Nous conjure eſ‍tant preſ‍t de ſubir le trépas
1160De ne le plaindre point, puiſqu’il ne s’en plaint pas.
La pitié de ſon mal nous oſ‍tant la parole
Le rend plus eloquent, luy-meſme il nous conſole
Se voyant ſur le point de nous abandonner,
Et l’on reçoit de luy ce qu’on luy doit donner.
1165Il nous eut fait des dons, mais de cette fortune
Qu’avec vous, ô Ceſar il eut jadis commune,
Il ne luy reſtoit pas dans ſes ſoins obligeans
Dequoy recompenſer le moindre de ſes gens.
Je ne vous donne rien, & le ſort m’en diſ‍pense,
1170Il a, dit il, mes biens, & voſ‍tre recompenſe.

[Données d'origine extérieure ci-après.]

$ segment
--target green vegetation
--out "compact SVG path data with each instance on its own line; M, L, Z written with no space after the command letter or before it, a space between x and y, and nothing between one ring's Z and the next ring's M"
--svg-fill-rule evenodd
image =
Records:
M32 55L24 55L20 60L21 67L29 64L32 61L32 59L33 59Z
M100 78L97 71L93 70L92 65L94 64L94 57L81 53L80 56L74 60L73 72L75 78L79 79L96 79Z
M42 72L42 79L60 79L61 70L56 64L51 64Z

Là deſ‍ſus il nous quitte, & court tout furieux,
Nous laiſ‍ſant le cœur triſ‍te, & les larmes aux yeux,
S’enferme avec Eros qui luy fut ſ‍i fidelle
Au lieu le plus ſecret que ſon palais recelle,
1175Et là ce qui s’eſ‍t fait a du Ciel es‍té veu,
Je n’en parleray point, puis que vous l’avez ſceu ;
Le Soleil qui s’enfuit au repas de Tyeſ‍te
Regarde fixement un malheur ſ‍i funeſ‍te,
Sans que d’un voile obſcur ſon œil ſoit aveuglé,
1180Et ſans ſe deſ‍tourner de ſon chemin reglé.